“Doutor Sono” se prejudica pelo tempo mal distribuído, mas engaja especialmente aos entusiastas de “O Iluminado”

Andressa Faria de Almeida
Nov 7 · 4 min read

Missão difícil essa que o Mike Flanagan abraçou! Dirigir a adaptação cinematográfica da continuação literária de “O Iluminado”, que tem uma versão icônica para as telonas desenvolvida por Stanley Kubrick e que por sua vez é bastante rechaçada por Stephen King com certeza não foi nada simples, mas ele se saiu bem no trabalho, apesar de alguns problemas que não podem deixar de ser notados.

Mas vamos à sinopse: “Doutor Sono” nos apresenta a um Dan Torrance ainda atormentado pelos fantasmas do Hotel Overlook, se descobrindo na meia idade arruinado pelo álcool e por seus traumas. É na chegada a uma nova comunidade que ele encontra a chance de superar suas dores, se tornando enfermeiro no asilo local, onde usa sua iluminação remanescente para dar conforto àqueles que estão partindo.

É nesse ínterim que o homem conhece Abra Stone, uma pré-adolescente que têm poderes tão ou mais fortes que os seus na infância, capazes de despertar a sanha de um grupo de devoradores forasteiros, que buscam no sofrimento e na morte alheia o caminho para uma vida mais longa.

É interessante notar o esforço da produção em se manter fiel à obra de King, mas sem fugir das consequências repercutidas pela adaptação de “O Iluminado” para os cinemas. Por exemplo, aqui o Hotel Overlook ainda existe, como seguiu existindo no longa de Kubrick. mas o enredo original do livro é bastante respeitando, com exceção de adaptações pontuais que não são nada graves ou problemáticas. Talvez isso seja produto de um roteiro desenvolvido à quatro mãos pelo próprio escritor na companhia do diretor Flanagan, e é claro o esforço de ambos para conciliar todas essas pontas que ficaram soltas ao longo dos anos, reconciliando artistas memoráveis e suas premissas particulares sobre uma mesma história.
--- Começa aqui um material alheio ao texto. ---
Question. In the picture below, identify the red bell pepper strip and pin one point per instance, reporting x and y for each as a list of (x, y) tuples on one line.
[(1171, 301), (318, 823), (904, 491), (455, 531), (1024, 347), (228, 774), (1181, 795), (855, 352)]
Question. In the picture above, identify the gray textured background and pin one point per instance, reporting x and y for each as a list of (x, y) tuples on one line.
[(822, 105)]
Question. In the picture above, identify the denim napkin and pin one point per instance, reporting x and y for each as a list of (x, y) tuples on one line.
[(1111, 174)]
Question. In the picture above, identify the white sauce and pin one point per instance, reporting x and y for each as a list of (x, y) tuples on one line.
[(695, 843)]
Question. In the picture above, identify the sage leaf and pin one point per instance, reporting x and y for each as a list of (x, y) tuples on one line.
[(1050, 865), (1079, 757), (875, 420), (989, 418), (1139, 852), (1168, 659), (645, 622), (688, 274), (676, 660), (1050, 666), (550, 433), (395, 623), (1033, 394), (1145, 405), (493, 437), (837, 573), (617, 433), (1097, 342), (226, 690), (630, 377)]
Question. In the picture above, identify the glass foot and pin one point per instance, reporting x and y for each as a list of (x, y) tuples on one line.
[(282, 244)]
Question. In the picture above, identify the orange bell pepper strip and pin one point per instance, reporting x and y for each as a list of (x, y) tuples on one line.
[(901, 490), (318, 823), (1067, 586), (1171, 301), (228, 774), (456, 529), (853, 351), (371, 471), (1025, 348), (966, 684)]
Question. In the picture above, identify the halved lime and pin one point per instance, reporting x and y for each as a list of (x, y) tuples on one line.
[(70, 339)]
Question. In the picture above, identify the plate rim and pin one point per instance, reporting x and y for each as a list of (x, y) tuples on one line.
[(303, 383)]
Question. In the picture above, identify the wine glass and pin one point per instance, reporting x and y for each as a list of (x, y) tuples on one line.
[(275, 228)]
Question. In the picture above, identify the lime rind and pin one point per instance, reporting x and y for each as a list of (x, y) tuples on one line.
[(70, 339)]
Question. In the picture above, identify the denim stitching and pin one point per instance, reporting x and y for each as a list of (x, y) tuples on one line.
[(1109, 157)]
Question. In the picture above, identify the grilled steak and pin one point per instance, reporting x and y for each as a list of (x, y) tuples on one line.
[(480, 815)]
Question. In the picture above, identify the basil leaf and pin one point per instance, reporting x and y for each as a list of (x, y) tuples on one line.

As performances do elenco também empolgam, não há como duvidar, O trabalho de Ewan McGregor mostra bem as marcas que foram deixadas no menino Dan com o passar das décadas, mas seu esforço para se reconectar aos seus dons e fazê-los úteis a Abra potencializam sua valentia. Ao mesmo tempo temos uma Kyliegh Curran iniciando sua carreira, mas brilhando tanto que em alguns momentos chega a ofuscar o colega veterano. Impressionam sua desenvoltura e seu encaixe perfeito com a personagens! Só elogios também à atuação de Jacob Tremblay, em uma pequena ponta que impacta o enredo por inteiro e a Rebecca Ferguson, que encarna com perfeição a antagonista sexy, desprendida e profundamente vingativa!

As questões técnicas são igualmente bem trabalhadas, e temos uma fotografia que mistura o alaranjado e o azul constantemente, trazendo dois contrapontos do espectro de cores e nos colocando todo o tempo dentro de uma dualidade que vai do medo ao conforto, muitas vezes mesclando as duas propostas na mesma cena. A trilha sonora é cuidada pelos Newton Brothers (clique aqui para ouvir no Spotify) e combinada a um design de som magnífico nos emerge na nostalgia da obra de 1980, sem deixar de ter uma personalidade muito própria e interessante.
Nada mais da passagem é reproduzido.